El edificio blanco

Flores blancas...

El miércoles se desplomó en los brazo de su hijo Luis. Es la cuarta vez que una burbuja pequeña pasea por sus venas hasta llegar al cerebro y la deja sin sentido. Esta vez es peor porque sus ojos no miran y sus oídos no quieren escuchar. Aun así, ella es fuerte. Muy fuerte.

Los tres hermanos corren hacia el edifico blanco que salva vidas y entran con la esperanza de salir de allí como tantas otras veces en los últimos años… Parece muy grave, dicen. Dejadla descansar.

Las pruebas confirman la línea recta… plana, que su cuerpo dibuja.

Y así comienza la espera. Ella, bella en su senectud, con esas manos largas…  Esta vez las uñas no están pintadas con la laca que tanto le gusta. El pelo rojo, porque rojo ha sido su color preferido. Coqueta, mujer, madre, abuela.

Ellos tres, sentados en fila, la miran. Y charlan. Y se preparan para la vida sin ella. Y lloran y ríen también.

Ellos tres, sentados en fila, la aman. Cada uno a su manera. La aman.
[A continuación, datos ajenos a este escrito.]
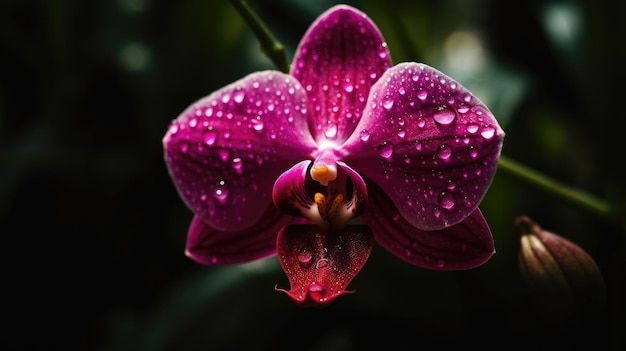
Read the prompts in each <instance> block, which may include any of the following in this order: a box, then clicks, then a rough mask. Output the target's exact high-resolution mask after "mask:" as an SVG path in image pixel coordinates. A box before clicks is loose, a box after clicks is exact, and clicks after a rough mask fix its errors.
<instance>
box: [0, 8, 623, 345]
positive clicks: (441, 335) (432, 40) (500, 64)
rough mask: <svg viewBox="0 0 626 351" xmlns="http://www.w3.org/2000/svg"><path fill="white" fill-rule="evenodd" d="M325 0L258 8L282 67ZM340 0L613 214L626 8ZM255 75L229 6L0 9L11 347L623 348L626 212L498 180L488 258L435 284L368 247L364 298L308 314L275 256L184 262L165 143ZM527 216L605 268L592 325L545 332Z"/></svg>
mask: <svg viewBox="0 0 626 351" xmlns="http://www.w3.org/2000/svg"><path fill="white" fill-rule="evenodd" d="M337 3H338V2H335V1H328V0H323V1H315V2H313V1H305V0H283V1H280V0H266V1H249V4H250V6H252V7H253V8H254V9H256V10H257V11H258V14H259V15H260V16H261V17H262V18H263V19H264V20H265V21H266V24H267V25H268V27H269V28H270V29H271V30H272V31H273V32H274V35H275V36H276V37H277V38H278V39H279V40H280V41H281V42H282V43H283V44H284V45H285V47H286V50H287V53H288V55H289V59H291V57H292V54H293V52H294V50H295V47H296V46H297V44H298V41H299V40H300V38H301V37H302V35H303V34H304V32H305V31H306V29H307V28H308V26H309V25H310V24H311V23H312V21H313V20H314V19H315V18H316V17H317V16H318V15H319V14H321V13H322V12H323V11H325V10H326V9H328V8H329V7H330V6H332V5H334V4H337ZM346 3H348V4H350V5H353V6H355V7H357V8H359V9H361V10H362V11H364V12H366V13H367V14H368V15H369V16H370V17H371V18H372V19H373V20H374V22H375V23H376V24H377V25H378V26H379V28H380V30H381V31H382V33H383V35H384V36H385V38H386V40H387V42H388V44H389V48H390V50H391V53H392V57H393V59H394V62H396V63H398V62H402V61H418V62H424V63H426V64H429V65H431V66H433V67H436V68H438V69H439V70H441V71H443V72H444V73H446V74H448V75H450V76H451V77H453V78H455V79H456V80H458V81H459V82H460V83H462V84H463V85H465V86H467V87H468V88H469V89H470V90H472V91H473V92H475V94H476V95H478V96H479V97H480V98H481V99H483V100H484V101H485V103H486V104H487V106H489V107H490V108H491V109H492V111H493V112H494V114H495V115H496V117H497V118H498V119H499V120H500V121H501V124H502V125H503V127H504V129H505V131H506V132H507V136H506V138H505V142H504V149H503V154H505V155H507V156H509V157H511V158H513V159H515V160H517V161H519V162H522V163H525V164H527V165H529V166H530V167H533V168H535V169H538V170H540V171H542V172H543V173H545V174H547V175H548V176H550V177H553V178H554V179H558V180H559V181H561V182H563V183H564V184H566V185H570V186H572V187H574V188H580V189H584V190H585V191H588V192H590V193H592V194H595V195H597V196H599V197H602V198H606V199H607V200H608V201H610V202H611V203H612V205H613V206H614V207H615V208H616V209H617V211H620V212H619V213H624V212H623V210H624V209H625V208H626V206H624V202H625V201H624V199H626V197H625V196H624V195H625V194H626V189H625V187H624V184H623V181H622V178H623V175H622V174H621V173H620V170H621V168H622V167H623V165H624V159H625V156H624V155H625V154H624V146H623V144H622V143H621V141H623V135H622V131H623V129H622V128H621V126H623V122H622V119H623V114H624V113H623V110H624V109H623V105H624V102H623V101H624V100H623V99H624V94H625V93H626V91H625V90H624V88H623V82H624V78H626V77H625V68H624V62H626V57H625V54H624V50H621V47H622V46H623V34H624V29H625V24H624V23H625V22H624V15H626V11H625V5H624V4H625V3H623V2H618V1H609V0H601V1H584V0H563V1H538V0H534V1H519V2H504V1H498V0H471V1H463V0H445V1H426V0H421V1H405V0H404V1H403V0H387V1H375V0H362V1H348V2H346ZM263 69H273V67H272V65H271V62H270V61H269V60H268V59H267V58H265V57H264V56H263V55H262V54H261V53H260V51H259V50H258V42H257V41H256V38H254V36H253V35H252V33H251V32H250V31H249V30H248V28H247V27H246V26H245V24H244V22H243V21H242V20H241V18H240V17H239V16H238V14H237V13H236V11H235V10H234V9H233V8H232V6H231V4H230V2H229V1H226V0H222V1H200V0H182V1H157V0H115V1H77V0H51V1H37V0H2V1H1V2H0V164H1V166H0V167H1V168H0V234H2V238H3V244H2V251H3V254H2V257H3V261H4V264H3V267H4V272H5V273H4V274H3V276H4V277H5V279H7V280H6V283H5V284H4V287H5V288H4V289H3V290H4V292H5V293H6V295H5V296H6V297H5V309H4V311H3V317H4V318H5V321H6V323H5V324H4V325H5V326H6V325H8V326H9V327H8V328H9V329H5V336H4V337H3V338H1V339H0V345H1V346H2V348H3V349H7V350H16V349H33V350H34V349H38V350H41V349H51V348H54V349H56V348H59V347H61V348H62V349H65V350H69V349H77V350H236V349H252V348H254V349H262V350H292V349H298V350H314V349H324V350H361V349H365V348H368V349H369V348H372V347H385V349H389V350H392V349H393V350H412V349H422V348H431V347H433V346H434V347H437V348H441V347H444V348H445V347H487V348H490V347H491V346H497V347H498V348H504V349H508V348H510V347H512V346H513V345H515V347H523V346H528V347H533V348H539V349H546V348H548V347H550V346H559V347H560V348H561V349H563V348H566V347H568V346H572V347H577V346H580V345H583V344H584V343H585V342H591V343H592V345H595V346H594V347H595V348H597V349H605V350H609V349H610V350H618V349H623V348H624V347H625V345H626V342H625V339H624V335H623V331H624V330H625V329H626V325H625V323H626V322H625V317H624V316H625V314H626V311H625V310H624V298H623V296H626V293H625V291H624V288H625V282H624V276H625V274H624V268H625V266H626V264H625V260H624V256H625V252H626V250H625V240H624V228H625V225H624V222H623V221H624V218H626V216H619V217H618V218H621V220H622V222H621V223H619V222H618V223H613V222H607V221H606V220H604V219H601V218H597V217H595V216H594V215H593V214H590V213H587V212H585V211H583V210H582V209H580V208H577V207H575V206H573V205H571V204H568V203H564V202H563V201H562V200H560V199H558V198H556V197H554V196H551V195H550V194H547V193H545V192H543V191H541V190H538V189H536V188H534V187H532V186H530V185H528V184H525V183H523V182H521V181H520V180H519V179H516V178H513V177H511V176H510V175H507V174H505V173H502V172H498V174H496V178H495V180H494V182H493V185H492V187H491V188H490V190H489V192H488V194H487V196H486V198H485V199H484V201H483V203H482V204H481V209H482V210H483V212H484V214H485V217H486V218H487V220H488V221H489V223H490V226H491V228H492V231H493V234H494V238H495V241H496V250H497V253H496V255H495V256H494V257H493V258H492V259H491V260H490V261H489V262H487V264H485V265H484V266H482V267H480V268H478V269H475V270H472V271H464V272H434V271H426V270H423V269H420V268H416V267H413V266H409V265H408V264H405V263H403V262H401V261H400V260H399V259H397V258H396V257H394V256H392V255H391V254H389V253H388V252H386V251H385V250H384V249H382V248H381V247H379V246H376V247H375V248H374V252H373V254H372V256H371V258H370V260H369V261H368V263H367V264H366V265H365V268H364V269H363V271H362V272H361V273H360V274H359V276H358V277H357V278H356V279H355V280H354V281H353V282H352V284H351V286H350V287H349V288H352V289H355V290H356V291H357V292H356V293H355V294H354V295H349V296H345V297H342V298H339V299H338V300H337V301H335V302H334V303H333V305H331V306H330V307H329V308H327V309H324V310H302V309H299V308H298V307H297V306H294V305H293V303H292V302H291V301H290V300H288V299H287V298H286V297H285V296H283V295H281V294H278V293H276V292H274V290H273V287H274V285H276V284H278V285H279V286H281V287H286V284H288V282H287V280H286V277H285V276H284V274H283V273H282V272H281V271H280V268H279V266H278V264H277V262H276V260H275V259H272V258H270V259H268V260H264V261H261V262H257V263H251V264H249V265H244V266H233V267H222V268H207V267H203V266H200V265H198V264H196V263H194V262H192V261H191V260H189V259H188V258H187V257H185V256H184V254H183V249H184V243H185V234H186V230H187V226H188V224H189V221H190V220H191V216H192V215H191V212H190V211H189V210H188V209H187V208H185V207H184V205H183V203H182V201H180V199H179V198H178V195H177V194H176V192H175V189H174V187H173V185H172V184H171V181H170V179H169V177H168V175H167V172H166V168H165V165H164V163H163V156H162V146H161V138H162V137H163V135H164V134H165V131H166V128H167V125H168V123H169V122H170V120H172V119H173V118H175V117H177V115H178V114H179V113H180V112H181V111H182V110H183V109H184V108H186V107H187V106H188V105H189V104H190V103H192V102H193V101H195V100H196V99H199V98H200V97H202V96H204V95H207V94H209V93H210V92H212V91H214V90H217V89H219V88H220V87H222V86H224V85H226V84H228V83H230V82H233V81H235V80H237V79H239V78H241V77H243V76H244V75H246V74H248V73H251V72H253V71H257V70H263ZM521 214H526V215H528V216H530V217H532V218H533V219H534V220H536V221H537V222H538V223H540V225H541V226H542V227H543V228H545V229H547V230H550V231H553V232H555V233H558V234H559V235H562V236H564V237H566V238H568V239H570V240H572V241H574V242H576V243H577V244H578V245H580V246H581V247H582V248H584V249H585V250H586V251H587V252H588V253H589V254H590V255H591V256H592V257H593V258H594V259H595V260H596V262H597V263H598V266H599V267H600V269H601V271H602V272H603V274H604V278H605V281H606V284H607V289H608V305H607V309H606V311H604V313H603V314H602V315H600V316H595V318H593V319H589V320H586V321H581V322H580V323H578V324H575V325H574V326H573V327H570V328H568V329H565V330H558V329H557V330H554V329H551V328H549V327H548V326H546V325H545V324H544V323H543V322H542V320H541V319H540V318H539V317H538V314H537V313H535V311H533V309H532V304H531V301H529V298H528V295H527V294H526V293H525V287H524V285H523V283H522V281H521V279H520V275H519V271H518V268H517V265H516V263H517V250H518V247H519V243H518V238H517V236H516V235H515V230H514V228H513V221H514V219H515V218H516V217H517V216H519V215H521ZM5 328H6V327H5ZM500 340H503V341H500ZM543 346H545V348H544V347H543ZM577 348H579V347H577Z"/></svg>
Porque a una madre se la ama profundamente.

Ellos tres, sentados en fila, pelean con las ganas de preguntarle mil cosas que se quedaron por el camino, pelean con el hambre, con el sueño, con las ganas de fumar, con las ganas de llorar, con el calor, con el dolor…

Ellos. Sus tres hijos. Juntos. Casi de la mano. Esperan a su lado tres días con sus tres noches. Hasta que se da por vencida. Tranquilamente. Sin estridencias.

Llega a las siete de la mañana. Y se la lleva en paz. Pero no es negra. No es fea. Permite que su rostro se relaje y  mire a sus tres hijos.

Luis, Maribel y Javier, sentados en fila, estiran sus músculos entumecidos, se levantan, tranquilos. Las lágrimas por dentro queman. Fabrican surcos invisibles… Y la vida continúa fuera de esas paredes blancas.